Page 112 of Sigma
He shakes his head emphatically. “No, ma’am.” And then he’s gone without waiting for a response from me.
I bring the bag into my room and lay it across my bed. Open it.
It’s a little red dress—no tag, no hint of the designer.
I put it on. It’s elegant and sexy, showing a lot of skin without being too revealing, flaunting my curves, emphasizing my skin and hair tone. How did he get my measurements exactly right? Who made it? It fits like a glove, as if he’d had a dressmaker measure every inch of me first, when I know he hasn’t.
Impossible.
Yet, here it is, a custom dress that fits better than anything I’ve ever worn.
Finished getting ready, I waffle on how to get to the restaurant—drive, or be driven? There’s nowhere to land, so I can’t fly.
My phone rings—Alexander, my personal pilot. “Hello, Alex.”
“Ma’am. I’ve got instructions here from Mr. Roth himself. He says he’s been asked, and I quote, by you know who, to fly you where you need to go.”
“I know where I’m going and there’s nowhere to land.”
“That’s been arranged, ma’am.”
I sigh. Men.That’s been arranged. “Very well.”
I head up to the roof and find the jet waiting and warmed up. The flight is short, and I look through the footwell view-bubbles and see that the parking lot has been vacated entirely, leaving a space plenty large enough to land.
Which we do, smoothly.
Exit, fix my hair and the hem of my dress—there’s literally a stripe of red velvet carpet leading from the exit of the jet to the front door, which is being held open by none other than Tomás, Apollo’s assistant and second in command.

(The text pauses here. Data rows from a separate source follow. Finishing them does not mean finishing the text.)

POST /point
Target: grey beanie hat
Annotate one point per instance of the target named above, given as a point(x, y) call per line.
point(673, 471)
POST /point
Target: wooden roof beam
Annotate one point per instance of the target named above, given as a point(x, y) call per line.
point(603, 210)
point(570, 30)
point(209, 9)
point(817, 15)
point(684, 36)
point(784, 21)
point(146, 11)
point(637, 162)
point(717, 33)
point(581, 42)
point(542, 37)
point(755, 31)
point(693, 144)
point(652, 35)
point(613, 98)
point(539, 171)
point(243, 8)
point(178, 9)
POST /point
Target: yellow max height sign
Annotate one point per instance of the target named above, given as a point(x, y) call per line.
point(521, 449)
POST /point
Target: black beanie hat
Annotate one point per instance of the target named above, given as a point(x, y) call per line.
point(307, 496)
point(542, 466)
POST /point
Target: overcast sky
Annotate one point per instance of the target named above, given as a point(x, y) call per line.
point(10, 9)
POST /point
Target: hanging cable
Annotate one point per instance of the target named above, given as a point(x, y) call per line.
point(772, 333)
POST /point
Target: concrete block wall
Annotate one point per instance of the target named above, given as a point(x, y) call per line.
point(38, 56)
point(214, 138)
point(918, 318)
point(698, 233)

He nods to me, smiles. “Is my pleasure to see you again, Miss Roth.” It was his voice I heard, outside the castle. The familiar one. I still can’t place why his voice tickles at my memory.
I smile back. “Under these circumstances, I can say it’s a pleasure to see you too.” I gesture at the restaurant. “Wait, don’t tell me—Apollo bought the whole restaurant for the sole purpose of this little display.”

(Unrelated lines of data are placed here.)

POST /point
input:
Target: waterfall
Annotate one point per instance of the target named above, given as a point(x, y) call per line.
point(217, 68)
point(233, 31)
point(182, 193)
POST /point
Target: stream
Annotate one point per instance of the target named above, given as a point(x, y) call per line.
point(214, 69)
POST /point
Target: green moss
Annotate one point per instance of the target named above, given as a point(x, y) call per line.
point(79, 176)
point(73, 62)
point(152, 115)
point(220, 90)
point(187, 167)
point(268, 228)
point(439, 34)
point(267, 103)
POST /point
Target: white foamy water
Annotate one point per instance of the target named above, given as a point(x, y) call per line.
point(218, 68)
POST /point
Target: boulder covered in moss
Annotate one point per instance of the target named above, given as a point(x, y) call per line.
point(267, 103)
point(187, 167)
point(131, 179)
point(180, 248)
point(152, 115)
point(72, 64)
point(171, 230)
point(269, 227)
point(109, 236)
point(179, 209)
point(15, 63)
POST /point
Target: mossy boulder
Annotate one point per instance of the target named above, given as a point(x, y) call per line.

Tomás snorts a laugh. “He buys parent company which owns…” he trails off, hooking his index fingers around each other, hunting for the right word in English. “Chain? I think this is right word.”
I nod. “If he wants to impress me with displays of wealth, I hope he understands he’s going to have to do better than that.”

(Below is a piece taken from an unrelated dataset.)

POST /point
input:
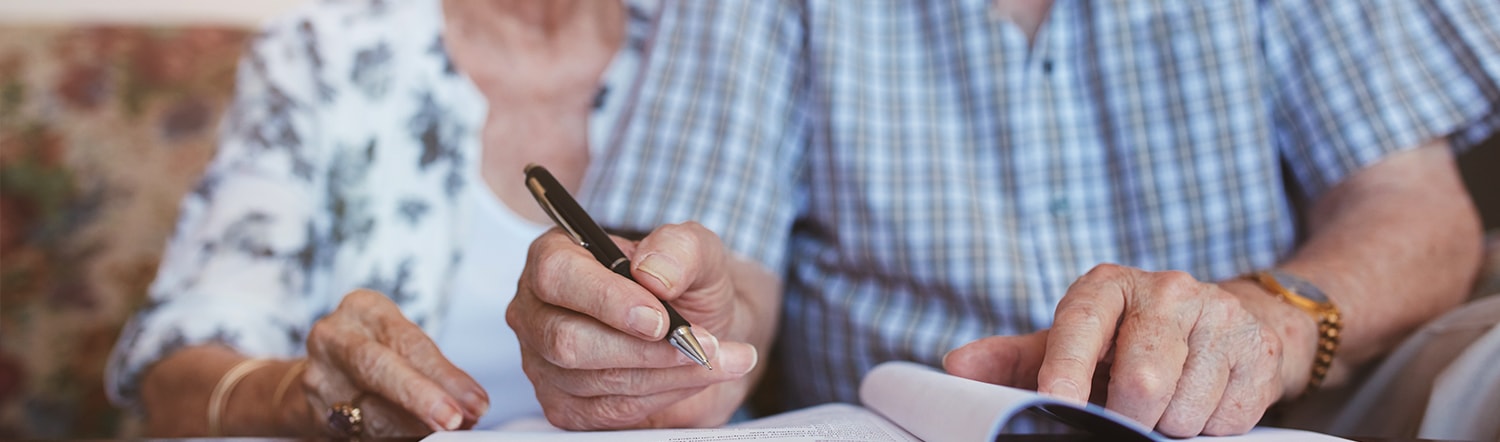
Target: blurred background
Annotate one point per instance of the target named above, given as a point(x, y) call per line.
point(108, 113)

Tomás gestures. “Say to him. He is there.”
“Thank you, Tomás.”
“But of course.”
I head inside—the restaurant is a small chain-style Greek restaurant, mostly white interior with faux murals of Ægean life and cheap booths and Ionic columns seemingly at random.
The restaurant is empty, with the exception of three chefs on the other side of the kitchen window and a young woman wearing black slacks and top, a white apron, and a terrified expression. Granted, there are also two armed guards inside the door, and by armed I mean carrying fully automatic rifles, so I understand her terror.
“You could at least post the guards outside,” I say, crossing the restaurant, gesturing at the young server, who can’t be more than eighteen. “She’s about to wet herself.”
Apollo is lounging at a booth in the center of the restaurant, sipping coffee and scrolling on his phone. He snaps his fingers. “You heard her. Outside the door. No one in.”
“Sir,” the men say in unison.
I sit opposite him. “You didn’t entirely eschew the trappings of the empire, it seems.”
He smirks at me, and god that smirk gets me every time. “I’m worth several billion dollars and formerly dealt with, as you once said, the most violent, brutal, ruthless, and ambitious men on the planet. Security is a nonnegotiable.”
I look around. “I must admit, Apollo, that I had envisioned somewhere slightly…more…than this for our first meeting in over two years.”